Base = declarative_base(engine)
metadata = Base.metadata

class Game(Base):
    __tablename__ = 'games'
    id = Column(Integer, primary_key=True)
    week = Column(Integer, nullable=False)
    visitor = Column(String(80))
    visit_score = Column(Integer, nullable=False)
    home = Column(String(80))
    home_score = Column(Integer, nullable=False)

Session = sessionmaker(bind=engine)
session = Session()
res = session.query(Game).order_by(Game.week).order_by(Game.home)

tptr = {}
for g in res:
#    print("{0:d} {1:s} {2:d} {3:s} {4:d}".format( g.week, g.home, g.home_score, g.visitor, g.visit_score ))
    if g.home not in tptr:
        tptr[g.home] = {}
        tptr[g.home]['games_played'] = 1
        tptr[g.home]['point_spread'] = g.home_score - g.visit_score
        tptr[g.home]['played'] = [ g.visitor ]
        tptr[g.visitor] = {}
        tptr[g.visitor]['games_played'] = 1
        tptr[g.visitor]['point_spread'] = g.visit_score - g.home_score
        tptr[g.visitor]['played'] = [ g.home ]

    else:
        tptr[g.home]['games_played'] += 1
        tptr[g.home]['point_spread'] += (g.home_score - g.visit_score)
        tptr[g.home]['played'] += [ g.visitor ]
        tptr[g.visitor]['games_played'] += 1
        tptr[g.visitor]['point_spread'] += ( g.visit_score - g.home_score )
        tptr[g.visitor]['played'] += [ g.home ]

simple_ranking( tptr )
for k in tptr:
    print("{0:10s} {1:6.2f} {2:6.2f} {3:6.2f}".format( k, tptr[k]['srs'],tptr[k]['mov'], tptr[k]['sos']))

The output was limited to two digits past the decimal and to that two digits past decimal of precision, my results are the same as my Perl code.
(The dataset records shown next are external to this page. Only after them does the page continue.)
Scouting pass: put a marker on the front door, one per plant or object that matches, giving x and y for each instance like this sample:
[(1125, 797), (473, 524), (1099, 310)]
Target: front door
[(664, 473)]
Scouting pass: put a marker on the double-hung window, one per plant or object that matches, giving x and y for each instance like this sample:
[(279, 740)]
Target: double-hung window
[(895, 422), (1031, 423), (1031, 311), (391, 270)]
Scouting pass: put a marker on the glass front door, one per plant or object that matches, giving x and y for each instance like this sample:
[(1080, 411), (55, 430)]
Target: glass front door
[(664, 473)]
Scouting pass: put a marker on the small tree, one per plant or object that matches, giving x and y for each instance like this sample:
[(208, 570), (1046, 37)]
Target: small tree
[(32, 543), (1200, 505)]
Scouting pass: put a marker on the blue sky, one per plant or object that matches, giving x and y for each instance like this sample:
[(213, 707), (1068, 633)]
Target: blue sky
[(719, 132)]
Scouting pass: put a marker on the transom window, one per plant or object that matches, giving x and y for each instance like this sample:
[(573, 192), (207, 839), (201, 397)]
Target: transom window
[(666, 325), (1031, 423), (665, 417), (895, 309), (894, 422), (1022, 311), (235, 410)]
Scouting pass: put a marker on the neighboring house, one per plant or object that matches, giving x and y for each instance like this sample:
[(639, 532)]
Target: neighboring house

The routines should look a lot the same. The only real issue is that you have to float one of the numbers when you calculate margin of victory, as the two inputs are integers. Python isn’t as promiscuous in type conversion as Perl is.
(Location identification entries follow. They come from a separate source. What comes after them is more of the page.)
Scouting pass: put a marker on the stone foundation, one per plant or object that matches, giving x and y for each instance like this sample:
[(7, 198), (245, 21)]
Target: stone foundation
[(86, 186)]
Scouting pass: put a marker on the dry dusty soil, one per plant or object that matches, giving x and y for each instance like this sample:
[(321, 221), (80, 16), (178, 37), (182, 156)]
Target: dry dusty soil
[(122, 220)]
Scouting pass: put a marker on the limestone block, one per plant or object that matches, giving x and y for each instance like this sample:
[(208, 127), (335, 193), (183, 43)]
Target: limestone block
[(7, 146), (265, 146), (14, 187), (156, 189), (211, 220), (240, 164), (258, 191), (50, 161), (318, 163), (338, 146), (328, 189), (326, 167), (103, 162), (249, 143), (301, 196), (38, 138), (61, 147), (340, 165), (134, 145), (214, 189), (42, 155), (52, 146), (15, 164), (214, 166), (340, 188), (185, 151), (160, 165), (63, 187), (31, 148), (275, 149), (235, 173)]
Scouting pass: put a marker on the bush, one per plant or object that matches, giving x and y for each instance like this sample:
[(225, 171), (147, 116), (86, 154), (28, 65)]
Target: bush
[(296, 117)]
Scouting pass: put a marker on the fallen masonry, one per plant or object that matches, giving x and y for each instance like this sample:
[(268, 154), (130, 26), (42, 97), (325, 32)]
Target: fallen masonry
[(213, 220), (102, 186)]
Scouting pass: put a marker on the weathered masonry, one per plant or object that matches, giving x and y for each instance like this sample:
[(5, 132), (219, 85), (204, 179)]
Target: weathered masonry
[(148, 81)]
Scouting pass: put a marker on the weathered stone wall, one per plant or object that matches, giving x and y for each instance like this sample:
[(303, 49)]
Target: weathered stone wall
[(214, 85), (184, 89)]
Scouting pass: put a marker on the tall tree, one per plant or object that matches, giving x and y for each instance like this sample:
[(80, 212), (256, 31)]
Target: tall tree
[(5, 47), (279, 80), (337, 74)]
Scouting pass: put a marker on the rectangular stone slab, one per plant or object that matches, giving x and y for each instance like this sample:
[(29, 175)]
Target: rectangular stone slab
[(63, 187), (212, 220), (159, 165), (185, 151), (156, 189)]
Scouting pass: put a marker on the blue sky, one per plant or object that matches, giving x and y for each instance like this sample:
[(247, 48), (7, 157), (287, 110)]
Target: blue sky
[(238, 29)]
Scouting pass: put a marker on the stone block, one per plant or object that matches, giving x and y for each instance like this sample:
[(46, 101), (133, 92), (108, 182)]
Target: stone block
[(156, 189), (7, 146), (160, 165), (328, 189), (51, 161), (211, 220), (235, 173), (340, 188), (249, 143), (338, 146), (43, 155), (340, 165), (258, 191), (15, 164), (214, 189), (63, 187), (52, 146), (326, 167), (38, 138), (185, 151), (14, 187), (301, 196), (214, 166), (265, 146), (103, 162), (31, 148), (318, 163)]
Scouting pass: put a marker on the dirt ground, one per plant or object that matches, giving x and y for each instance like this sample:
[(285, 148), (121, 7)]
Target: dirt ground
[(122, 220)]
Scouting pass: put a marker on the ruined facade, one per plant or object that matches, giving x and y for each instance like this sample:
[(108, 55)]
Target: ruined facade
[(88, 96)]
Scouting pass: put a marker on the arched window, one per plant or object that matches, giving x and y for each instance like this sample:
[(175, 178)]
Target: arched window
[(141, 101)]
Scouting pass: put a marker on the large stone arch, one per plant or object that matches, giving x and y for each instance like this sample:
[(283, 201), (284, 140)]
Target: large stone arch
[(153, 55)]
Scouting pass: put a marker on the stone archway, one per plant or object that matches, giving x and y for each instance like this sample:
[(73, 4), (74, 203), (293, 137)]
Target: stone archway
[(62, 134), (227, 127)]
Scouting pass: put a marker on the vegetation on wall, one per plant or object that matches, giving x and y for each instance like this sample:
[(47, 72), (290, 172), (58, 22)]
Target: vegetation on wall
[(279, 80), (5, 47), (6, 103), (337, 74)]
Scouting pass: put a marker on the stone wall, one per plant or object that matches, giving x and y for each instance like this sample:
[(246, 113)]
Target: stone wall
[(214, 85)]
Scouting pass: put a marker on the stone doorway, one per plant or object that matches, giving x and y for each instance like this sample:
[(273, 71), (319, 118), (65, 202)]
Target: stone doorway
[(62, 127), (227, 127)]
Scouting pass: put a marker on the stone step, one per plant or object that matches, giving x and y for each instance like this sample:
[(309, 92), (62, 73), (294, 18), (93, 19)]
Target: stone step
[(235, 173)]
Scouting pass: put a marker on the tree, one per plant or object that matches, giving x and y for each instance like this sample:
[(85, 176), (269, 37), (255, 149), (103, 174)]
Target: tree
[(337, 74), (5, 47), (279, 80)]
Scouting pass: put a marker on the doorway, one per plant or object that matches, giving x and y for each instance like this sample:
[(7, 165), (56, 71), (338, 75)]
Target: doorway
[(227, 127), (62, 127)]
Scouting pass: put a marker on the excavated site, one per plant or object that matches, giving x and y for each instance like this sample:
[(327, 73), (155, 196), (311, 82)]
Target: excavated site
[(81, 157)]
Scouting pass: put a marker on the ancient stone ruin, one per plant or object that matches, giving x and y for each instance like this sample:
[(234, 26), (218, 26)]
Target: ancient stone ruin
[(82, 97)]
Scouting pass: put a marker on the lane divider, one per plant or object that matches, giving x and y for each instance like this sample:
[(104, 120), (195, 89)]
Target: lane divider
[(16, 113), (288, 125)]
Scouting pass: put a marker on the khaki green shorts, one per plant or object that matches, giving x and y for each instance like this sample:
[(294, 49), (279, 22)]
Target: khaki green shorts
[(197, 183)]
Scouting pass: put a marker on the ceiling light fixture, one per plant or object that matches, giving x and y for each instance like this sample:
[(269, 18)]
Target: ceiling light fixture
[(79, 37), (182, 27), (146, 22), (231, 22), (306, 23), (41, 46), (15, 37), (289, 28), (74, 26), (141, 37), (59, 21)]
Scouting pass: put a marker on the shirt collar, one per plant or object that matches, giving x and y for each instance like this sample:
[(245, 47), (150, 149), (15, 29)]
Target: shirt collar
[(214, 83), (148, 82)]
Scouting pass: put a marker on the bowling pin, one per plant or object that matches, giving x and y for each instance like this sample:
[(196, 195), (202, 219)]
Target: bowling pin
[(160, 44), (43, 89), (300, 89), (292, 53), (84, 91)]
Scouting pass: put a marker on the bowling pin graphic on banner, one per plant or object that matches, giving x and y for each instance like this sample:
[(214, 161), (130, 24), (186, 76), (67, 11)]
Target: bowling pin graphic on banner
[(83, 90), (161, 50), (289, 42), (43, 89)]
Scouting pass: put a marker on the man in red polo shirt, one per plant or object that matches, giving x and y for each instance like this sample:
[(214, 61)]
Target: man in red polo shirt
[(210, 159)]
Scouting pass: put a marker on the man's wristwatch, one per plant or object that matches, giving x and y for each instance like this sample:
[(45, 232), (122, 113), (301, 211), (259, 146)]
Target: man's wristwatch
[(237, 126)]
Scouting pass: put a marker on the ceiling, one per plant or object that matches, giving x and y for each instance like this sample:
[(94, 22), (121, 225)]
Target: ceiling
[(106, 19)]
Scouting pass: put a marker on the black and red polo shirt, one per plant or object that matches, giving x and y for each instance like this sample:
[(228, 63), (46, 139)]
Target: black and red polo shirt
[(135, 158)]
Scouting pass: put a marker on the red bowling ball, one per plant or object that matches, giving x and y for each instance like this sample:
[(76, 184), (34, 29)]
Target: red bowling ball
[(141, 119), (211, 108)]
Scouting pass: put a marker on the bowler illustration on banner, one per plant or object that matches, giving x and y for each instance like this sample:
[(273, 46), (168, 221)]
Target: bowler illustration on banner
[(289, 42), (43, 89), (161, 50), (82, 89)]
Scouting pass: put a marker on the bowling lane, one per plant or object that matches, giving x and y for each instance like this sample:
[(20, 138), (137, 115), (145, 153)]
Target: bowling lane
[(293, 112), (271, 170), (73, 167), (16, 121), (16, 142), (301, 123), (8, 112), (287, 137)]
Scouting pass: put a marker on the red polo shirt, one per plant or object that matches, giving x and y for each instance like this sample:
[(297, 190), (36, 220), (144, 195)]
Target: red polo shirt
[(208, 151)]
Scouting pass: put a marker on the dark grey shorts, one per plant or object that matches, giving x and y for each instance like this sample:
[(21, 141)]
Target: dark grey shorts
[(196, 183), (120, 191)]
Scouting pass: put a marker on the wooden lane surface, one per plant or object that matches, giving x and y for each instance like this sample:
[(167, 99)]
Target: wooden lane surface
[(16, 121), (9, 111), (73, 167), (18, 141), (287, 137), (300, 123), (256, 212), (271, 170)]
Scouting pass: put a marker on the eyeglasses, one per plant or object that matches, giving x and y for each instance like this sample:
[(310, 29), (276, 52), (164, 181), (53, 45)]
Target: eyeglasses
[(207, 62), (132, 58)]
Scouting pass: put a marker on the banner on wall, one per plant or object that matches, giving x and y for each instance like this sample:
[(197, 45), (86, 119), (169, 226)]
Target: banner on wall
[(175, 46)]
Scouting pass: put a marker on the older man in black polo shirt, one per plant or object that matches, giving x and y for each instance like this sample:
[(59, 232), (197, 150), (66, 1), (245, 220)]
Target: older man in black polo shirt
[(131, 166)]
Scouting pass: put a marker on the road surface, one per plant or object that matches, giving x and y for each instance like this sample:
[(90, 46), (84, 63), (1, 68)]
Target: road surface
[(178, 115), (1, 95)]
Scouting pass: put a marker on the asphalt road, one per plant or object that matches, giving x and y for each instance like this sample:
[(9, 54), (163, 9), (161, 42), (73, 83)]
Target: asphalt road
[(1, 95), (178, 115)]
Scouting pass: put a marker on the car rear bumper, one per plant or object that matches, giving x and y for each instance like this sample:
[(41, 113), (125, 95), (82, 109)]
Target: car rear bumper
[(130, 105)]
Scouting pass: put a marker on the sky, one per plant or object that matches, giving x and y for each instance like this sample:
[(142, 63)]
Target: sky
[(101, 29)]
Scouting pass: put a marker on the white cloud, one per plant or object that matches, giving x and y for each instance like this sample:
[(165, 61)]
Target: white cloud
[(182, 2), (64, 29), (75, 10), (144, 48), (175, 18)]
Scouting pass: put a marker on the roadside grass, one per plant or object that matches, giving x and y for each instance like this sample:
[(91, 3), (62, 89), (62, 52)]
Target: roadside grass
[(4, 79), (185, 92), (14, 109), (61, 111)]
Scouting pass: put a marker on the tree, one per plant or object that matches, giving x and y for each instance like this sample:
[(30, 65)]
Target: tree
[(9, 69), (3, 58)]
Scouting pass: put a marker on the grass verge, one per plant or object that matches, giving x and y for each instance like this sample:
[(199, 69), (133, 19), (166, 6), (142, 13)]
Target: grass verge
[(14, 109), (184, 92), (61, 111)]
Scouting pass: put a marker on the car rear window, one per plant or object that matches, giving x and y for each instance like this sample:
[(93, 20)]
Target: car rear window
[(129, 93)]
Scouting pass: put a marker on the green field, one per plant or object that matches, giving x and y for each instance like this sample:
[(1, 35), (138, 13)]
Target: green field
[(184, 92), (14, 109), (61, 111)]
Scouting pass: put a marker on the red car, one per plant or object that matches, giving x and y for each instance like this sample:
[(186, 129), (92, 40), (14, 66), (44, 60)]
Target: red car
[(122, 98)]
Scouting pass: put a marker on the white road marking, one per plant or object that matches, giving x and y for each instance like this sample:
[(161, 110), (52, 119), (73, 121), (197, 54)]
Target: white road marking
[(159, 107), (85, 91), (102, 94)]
Last note. Although we included pprint, at this point we’re not using it. That’s because with the kind of old fashioned debugging skills I have, I use pprint the way a Perl programmer might use Data::Dumper, to look at data structures while developing a program.

Update: the original Doug Drinen post about the Simple Ranking System has a new url. You can now find it here.

Perhaps the most important new thing I note is that Pro Football Reference now has play by play data, and ways to display those data as a CSV format. Creating parsers for the data would be work, but that means that advanced stats are now accessible to the average fan.

In Ubuntu 16.04, PDL::Stats is now a standard Ubuntu package and so the standard PDL installation can be used with my scripts. About the only thing you need to use CPAN for, at this point, is installing Sport::Analytics::SimpleRanking.

At work I use a lot of Python these days. I have not had time to rethink all this into Pythonese. But I’m curious, as the curve fitting tools in Python are better/different than those in Perl.

Football diagrams: Although the Perl module Graphics::Magick isn’t a part of CPAN, graphicsmagick and libgraphics-magick-perl are part of the Ubuntu repositories.